The noise reduction results of the sample in clinic data set are visually displayed.
In LDCT image noise reduction, it becomes particularly important to suppress artifacts and recover texture details. Figure 15 show the difference images obtained by subtracting different denoised results from LDCT. Evidently, the artifacts (or details) residuals in these difference images can reflect the noise reduction performance of different methods. Among them, the more amount of artifacts (or details) in the difference images, the more amount of artifacts (or details) are suppressed (or damaged) in the noise reduction process. Our study finds that our proposed DISN has a strong noise artifact suppression ability and can maximize noise suppression.

Different methods are used to obtain difference images (Fig. 14).
Number of iterations
We had the number of iterations of DISN models set to 3, 4 and 5 and evaluated their quantitative performance. The experimental results demonstrate that the performance of the DISN model does not improve greatly with increasing the number of iterations, but adds to the number of parameters and training time. Considering the above conditions, the number of iterations of the DISN model is finally set to 3.
Fusion network
By doing 3 iterations, we consider the impact of the fusion network on the whole network. Instead of directly summing the high-frequency information and low-frequency information after obtaining them, our network adds a fusion network to process this information. We selected another representative slice from the Mayo dataset and enlarged the ROI region for better comparison. As can be seen in Fig. 16, if the high-frequency information and low-frequency information are directly summed, the obtained image has some blurring and the details are not obvious.

The effect of fusion network on noise reduction of LDCT image.
In this study, we proposed a new LDCT image denoising algorithm, interpretable decomposition iterative network (DISN). The algorithm uses a physical model to design a low-dose CT noise reduction network and improves the model’s ability to maintain low-frequency signals and high-frequency details. The purpose is to suppress noise and artifacts caused by radiation dose reduction on CT images. This method solves the blind design or use of deep neural network architecture, combines data-driven and model-driven, solves the unexplained problems inherent in deep learning, and makes full use of data features to make the whole model more reasonable and has better generalization ability. In order to preserve the edge/texture in the iterative process, this paper uses the Hessian matrix to realize the frequency distribution of the image, and designs the corresponding low frequency, high frequency and fusion network.
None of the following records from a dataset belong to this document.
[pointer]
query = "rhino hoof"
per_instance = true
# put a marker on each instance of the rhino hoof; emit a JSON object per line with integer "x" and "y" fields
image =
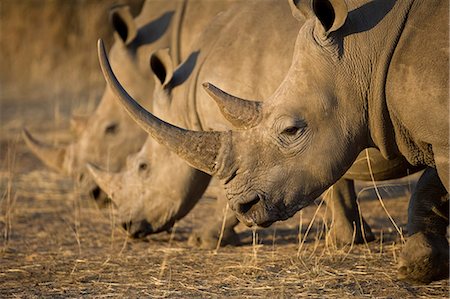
{"x": 209, "y": 239}
{"x": 425, "y": 258}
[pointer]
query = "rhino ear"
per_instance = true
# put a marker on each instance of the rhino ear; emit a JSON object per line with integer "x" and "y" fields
{"x": 300, "y": 9}
{"x": 162, "y": 67}
{"x": 123, "y": 23}
{"x": 331, "y": 13}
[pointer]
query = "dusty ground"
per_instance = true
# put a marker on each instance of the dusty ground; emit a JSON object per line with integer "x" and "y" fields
{"x": 54, "y": 242}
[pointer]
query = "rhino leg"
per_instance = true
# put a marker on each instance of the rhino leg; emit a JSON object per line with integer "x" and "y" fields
{"x": 208, "y": 235}
{"x": 344, "y": 215}
{"x": 425, "y": 257}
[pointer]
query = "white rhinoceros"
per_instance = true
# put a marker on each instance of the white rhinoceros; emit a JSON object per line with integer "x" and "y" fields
{"x": 108, "y": 136}
{"x": 374, "y": 74}
{"x": 158, "y": 188}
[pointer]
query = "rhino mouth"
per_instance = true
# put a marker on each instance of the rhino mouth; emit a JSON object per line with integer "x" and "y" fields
{"x": 100, "y": 197}
{"x": 251, "y": 210}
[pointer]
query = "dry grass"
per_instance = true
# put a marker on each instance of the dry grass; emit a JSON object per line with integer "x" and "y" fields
{"x": 61, "y": 244}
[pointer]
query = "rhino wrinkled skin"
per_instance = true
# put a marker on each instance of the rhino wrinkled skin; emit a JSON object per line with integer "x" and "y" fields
{"x": 364, "y": 73}
{"x": 157, "y": 188}
{"x": 108, "y": 136}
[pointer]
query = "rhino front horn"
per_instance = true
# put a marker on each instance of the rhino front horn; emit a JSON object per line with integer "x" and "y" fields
{"x": 199, "y": 149}
{"x": 52, "y": 156}
{"x": 239, "y": 112}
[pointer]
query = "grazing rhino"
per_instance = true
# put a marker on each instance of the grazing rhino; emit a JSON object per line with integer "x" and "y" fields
{"x": 162, "y": 187}
{"x": 373, "y": 73}
{"x": 108, "y": 136}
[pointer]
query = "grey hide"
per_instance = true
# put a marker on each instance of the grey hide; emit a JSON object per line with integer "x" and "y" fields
{"x": 163, "y": 188}
{"x": 108, "y": 136}
{"x": 364, "y": 73}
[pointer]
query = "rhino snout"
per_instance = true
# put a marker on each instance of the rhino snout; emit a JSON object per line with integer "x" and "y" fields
{"x": 138, "y": 229}
{"x": 250, "y": 210}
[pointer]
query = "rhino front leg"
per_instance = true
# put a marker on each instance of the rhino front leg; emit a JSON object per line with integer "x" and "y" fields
{"x": 425, "y": 257}
{"x": 208, "y": 235}
{"x": 345, "y": 217}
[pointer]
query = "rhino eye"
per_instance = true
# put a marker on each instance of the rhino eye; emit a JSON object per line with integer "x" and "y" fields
{"x": 111, "y": 129}
{"x": 142, "y": 166}
{"x": 289, "y": 131}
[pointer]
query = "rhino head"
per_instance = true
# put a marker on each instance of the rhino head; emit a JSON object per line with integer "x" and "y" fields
{"x": 157, "y": 187}
{"x": 108, "y": 136}
{"x": 290, "y": 148}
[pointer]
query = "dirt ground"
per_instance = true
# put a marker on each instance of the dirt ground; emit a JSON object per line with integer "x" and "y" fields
{"x": 55, "y": 242}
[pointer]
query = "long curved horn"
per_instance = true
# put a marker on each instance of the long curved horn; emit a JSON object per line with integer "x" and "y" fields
{"x": 199, "y": 149}
{"x": 52, "y": 156}
{"x": 239, "y": 112}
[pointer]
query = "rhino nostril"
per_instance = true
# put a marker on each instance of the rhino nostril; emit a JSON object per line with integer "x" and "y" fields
{"x": 243, "y": 208}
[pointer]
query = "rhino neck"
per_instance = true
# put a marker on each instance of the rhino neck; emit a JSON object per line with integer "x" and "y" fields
{"x": 374, "y": 30}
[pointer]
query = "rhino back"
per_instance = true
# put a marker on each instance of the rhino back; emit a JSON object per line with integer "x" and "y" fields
{"x": 417, "y": 82}
{"x": 248, "y": 55}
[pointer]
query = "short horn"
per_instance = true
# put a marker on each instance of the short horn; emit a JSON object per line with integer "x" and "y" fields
{"x": 239, "y": 112}
{"x": 52, "y": 156}
{"x": 78, "y": 123}
{"x": 199, "y": 149}
{"x": 104, "y": 179}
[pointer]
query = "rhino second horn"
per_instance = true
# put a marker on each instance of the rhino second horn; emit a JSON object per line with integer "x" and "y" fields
{"x": 199, "y": 149}
{"x": 52, "y": 156}
{"x": 240, "y": 113}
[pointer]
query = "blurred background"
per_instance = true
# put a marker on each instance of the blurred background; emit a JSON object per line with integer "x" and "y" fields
{"x": 49, "y": 65}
Experiments show that this method can effectively remove the noise and artifacts in CT images, maintain the integrity of CT image structure and pathological information, and improve the diagnostic performance of CT images. Compared with the existing mainstream algorithms, the visualization effect and quantitative indicators of the algorithm are significantly improved, and it has certain generalization ability. However, this method still has some shortcomings. Since the noise in LDCT is distributed over the entire spectrum, if the frequency of the entire noise can be calculated, the accuracy of noise extraction can be improved, thereby further improving the noise reduction ability of LDCT. Although this method has certain interpretability, it still needs to combine the traditional denoising method with the network to design a more accurate and credible method.
Funding
National Nature Science Foundation of China under Grant (61801438), Postgraduate Education Innovation Project of Shanxi Province (2022Y582), the Research Project Supported by Shanxi Scholarship Council of China under Grant 2021-111.
Footnotes
Acknowledgments
We would like to thank the editors and reviewers for their reviews that improved the content of this paper.
Conflict of interest
The authors declare no conflicts of interest.
Data availability
The basic data for the results of this paper can be found in the references.